Así las cosas, todo hace prever que la estrategia militar de atacar a la población civil de forma indiscriminada va a continuar in crescendo en los próximos días, sobre todo teniendo en cuenta que Moscú no tiene la menor intención de negociar nada con Ucrania y que cada mesa diplomática que se convoca para tratar sobre treguas y corredores humanitarios, ya sea en Bielorrusia o en Turquía, no es más que una nueva farsa de Putin. Entre tanto, la tensión crece en la zona y cualquier chispa puede detonar el conflicto a escala mundial.
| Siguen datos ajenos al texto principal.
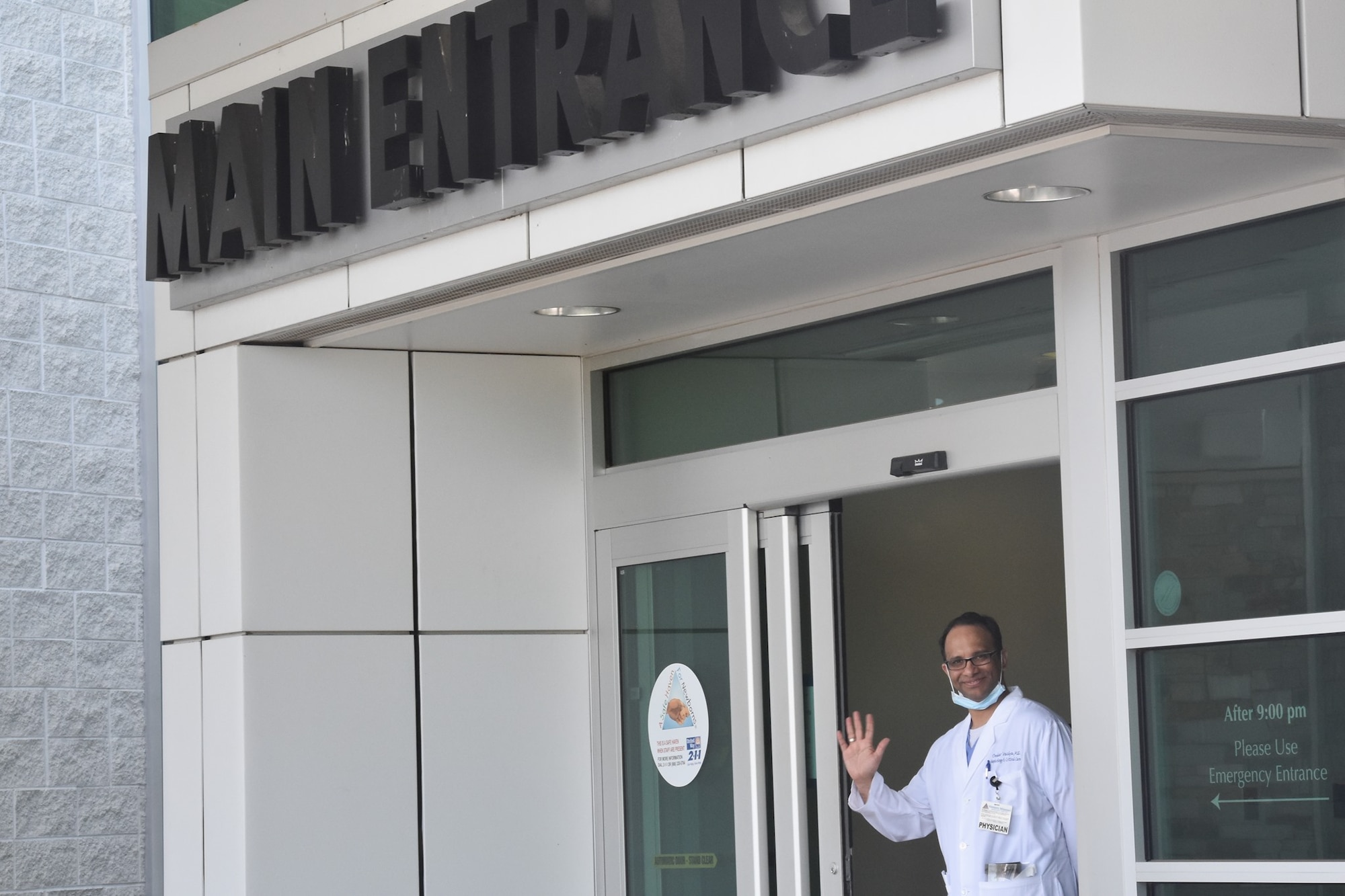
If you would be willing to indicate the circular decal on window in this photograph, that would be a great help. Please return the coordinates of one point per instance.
(680, 725)
(1168, 592)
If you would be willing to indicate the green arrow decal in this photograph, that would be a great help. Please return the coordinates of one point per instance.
(1272, 799)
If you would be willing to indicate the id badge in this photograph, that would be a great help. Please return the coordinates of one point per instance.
(995, 817)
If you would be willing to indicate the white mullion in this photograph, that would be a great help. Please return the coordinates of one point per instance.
(747, 710)
(785, 667)
(1237, 630)
(1241, 872)
(1231, 372)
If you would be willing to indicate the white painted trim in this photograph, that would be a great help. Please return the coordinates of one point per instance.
(785, 655)
(1230, 630)
(430, 264)
(266, 67)
(1230, 372)
(748, 717)
(272, 309)
(925, 120)
(1227, 216)
(668, 196)
(1239, 872)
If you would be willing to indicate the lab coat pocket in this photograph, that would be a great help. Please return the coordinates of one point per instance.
(1019, 887)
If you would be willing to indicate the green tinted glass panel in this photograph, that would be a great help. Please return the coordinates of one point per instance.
(167, 17)
(679, 840)
(1247, 889)
(1241, 501)
(995, 339)
(1254, 290)
(1245, 749)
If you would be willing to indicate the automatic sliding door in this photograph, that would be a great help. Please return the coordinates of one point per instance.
(804, 657)
(684, 767)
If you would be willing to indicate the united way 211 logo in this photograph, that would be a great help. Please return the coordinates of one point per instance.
(679, 724)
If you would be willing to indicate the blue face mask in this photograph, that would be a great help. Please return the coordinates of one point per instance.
(968, 702)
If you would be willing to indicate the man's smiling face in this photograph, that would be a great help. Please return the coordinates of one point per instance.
(966, 642)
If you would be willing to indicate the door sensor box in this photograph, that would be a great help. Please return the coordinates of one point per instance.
(913, 464)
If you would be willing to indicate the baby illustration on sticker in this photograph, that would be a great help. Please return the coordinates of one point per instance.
(679, 725)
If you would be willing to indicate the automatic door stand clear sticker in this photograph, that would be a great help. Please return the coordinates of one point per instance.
(680, 725)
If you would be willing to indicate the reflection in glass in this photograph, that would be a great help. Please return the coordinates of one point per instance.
(167, 17)
(1258, 727)
(1239, 501)
(676, 611)
(1247, 889)
(995, 339)
(1246, 291)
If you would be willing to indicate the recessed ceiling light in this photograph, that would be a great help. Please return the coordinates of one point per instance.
(1038, 194)
(576, 311)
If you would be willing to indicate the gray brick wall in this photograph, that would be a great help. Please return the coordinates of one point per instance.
(72, 682)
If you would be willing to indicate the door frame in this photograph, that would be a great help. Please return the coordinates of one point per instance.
(676, 506)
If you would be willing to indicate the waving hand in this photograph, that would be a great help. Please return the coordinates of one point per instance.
(861, 756)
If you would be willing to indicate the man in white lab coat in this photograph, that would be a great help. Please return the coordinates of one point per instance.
(999, 788)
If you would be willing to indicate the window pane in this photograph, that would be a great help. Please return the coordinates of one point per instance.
(167, 17)
(677, 612)
(991, 341)
(1239, 501)
(1258, 727)
(1254, 290)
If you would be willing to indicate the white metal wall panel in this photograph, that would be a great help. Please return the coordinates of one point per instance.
(500, 493)
(332, 766)
(325, 458)
(1044, 64)
(184, 811)
(649, 201)
(176, 331)
(180, 599)
(219, 491)
(1206, 56)
(224, 775)
(438, 261)
(508, 768)
(291, 303)
(876, 135)
(1323, 29)
(1091, 536)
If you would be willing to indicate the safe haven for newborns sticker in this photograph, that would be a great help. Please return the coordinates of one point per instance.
(680, 725)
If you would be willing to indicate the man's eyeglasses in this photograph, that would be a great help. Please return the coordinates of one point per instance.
(980, 659)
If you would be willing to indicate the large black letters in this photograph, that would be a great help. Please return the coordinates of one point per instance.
(275, 167)
(501, 88)
(395, 120)
(726, 54)
(457, 107)
(323, 153)
(510, 26)
(236, 221)
(801, 48)
(572, 40)
(879, 28)
(182, 178)
(645, 67)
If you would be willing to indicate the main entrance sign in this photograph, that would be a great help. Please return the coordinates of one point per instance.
(500, 89)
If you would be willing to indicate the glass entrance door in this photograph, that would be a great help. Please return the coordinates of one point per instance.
(684, 764)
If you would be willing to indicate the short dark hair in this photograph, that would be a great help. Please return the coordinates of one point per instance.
(972, 619)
Borrell vuelve a recordar a todos esos animosos que piden ir a la guerra que la intervención de la OTAN desencadenaría un apocalipsis nuclear. Por si no se han enterado aún. Un solo error, una decisión mal calculada o tomada en caliente, un incidente fortuito como el derribo de un avión aliado o un ataque contra un convoy humanitario internacional y todo el planeta volará por los aires. De ahí que Occidente esté manejando a Putin no ya como a un criminal de guerra al que es preciso sentar en el banquillo de los acusados, sino como a un loco con una lata de gasolina y un mechero al que conviene tratar con cuidado. Con sumo cuidado.